Movies | Pop Culture | 90s

6 Facts About 'The Sixth Sense' That Won't Make You See Dead People. Probably.

We all saw dead people in the summer of 1999, thanks to M. Night Shymalan's story about eight-year-old Cole Sear.

Captivating audiences, The Sixth Sense became the highest grossing movie of the year next to Star Wars. It was nominated for six Academy Awards, which was an accomplishment for a thriller/horror movie.

You can only expect that there are some twisted facts surrounding this iconic movie of the time.

1. The Disney executive that bought the script was fired because of it.

When David Vogel, the then-president of Walt Disney Studios, bought the rights to The Sixth Sense, and agreed to let M. Night Shyamalan direct the film without consulting his superiors, he was in hot water. Vogel's boss was livid when he found out that he had paid $2.25 million for the film rights and demanded his resignation. When Vogel refused, he was fired.

2. It was one of three films Bruce Willis starred in as part of a settlement with Disney.

A few years before The Sixth Sense was released, Bruce Willis was involved in the Disney film, Broadway Brawler. Willis, who was both producing and starring in the film, ended up firing most of the crew, including the director, less than three weeks into production.

With all the turmoil, Disney was forced to abandon the movie and take a $17.5 million loss.  

To make up for it, Willis signed a three-picture contract to which a portion of his salary would go to covering the studio's losses on Broadway Brawler. The first of those three films was Armageddon, the second was The Sixth Sense, followed by The Kid.

3. Michael Cera auditioned to play Cole.

The future Arrested Development star was only 10 years old when he walked into his audition. He remembered getting the tone of the scene all wrong. Instead of crying like Haley Joel Osment did in the film, he played the scene as "upbeat." Needless to say, he didn't get a callback.

Before Osment got the part, Liam Aiken was offered the role, but turned it down.

4. The white hair has some significance.

Osment and Donnie Wahlberg's character, who also saw dead people, both had some white hair on their head. Shyamalan decided that anyone who could see a spirit would have one similar physical attribute. I am going to have to look closer next time I watch!

5. Strange things happened to Toni Collette during filming.

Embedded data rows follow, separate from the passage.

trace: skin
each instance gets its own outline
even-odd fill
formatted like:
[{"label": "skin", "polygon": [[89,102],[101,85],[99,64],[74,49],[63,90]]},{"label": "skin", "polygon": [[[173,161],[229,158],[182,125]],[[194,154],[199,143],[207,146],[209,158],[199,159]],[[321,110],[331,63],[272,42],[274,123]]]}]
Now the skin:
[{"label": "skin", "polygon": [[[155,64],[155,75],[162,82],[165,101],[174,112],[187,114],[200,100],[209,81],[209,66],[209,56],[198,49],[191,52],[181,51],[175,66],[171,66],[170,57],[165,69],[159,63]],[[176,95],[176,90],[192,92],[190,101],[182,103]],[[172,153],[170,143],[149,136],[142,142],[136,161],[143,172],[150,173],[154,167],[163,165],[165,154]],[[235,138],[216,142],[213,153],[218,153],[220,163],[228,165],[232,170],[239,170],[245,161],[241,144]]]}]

While she was staying in her Philadelphia hotel room, she always woke up in the middle of the night to a repeating numbers: 1:11 AM, 3:33 AM or 4:44 AM. Spooky!

6. The story is similar to an episode of Are You Afraid Of The Dark.

The internet has passed judgement that the movie is actually similar to the 1994 episode "The Tale of the Dream Girl."

In the episode a teenager named Johnny doesn't realize that he's dead until the very end of the episode, even though that the only living person that talks to him is his sister Erica. We were surprised at the end too!

Sound familiar?

What was your favorite thing about The Sixth Sense?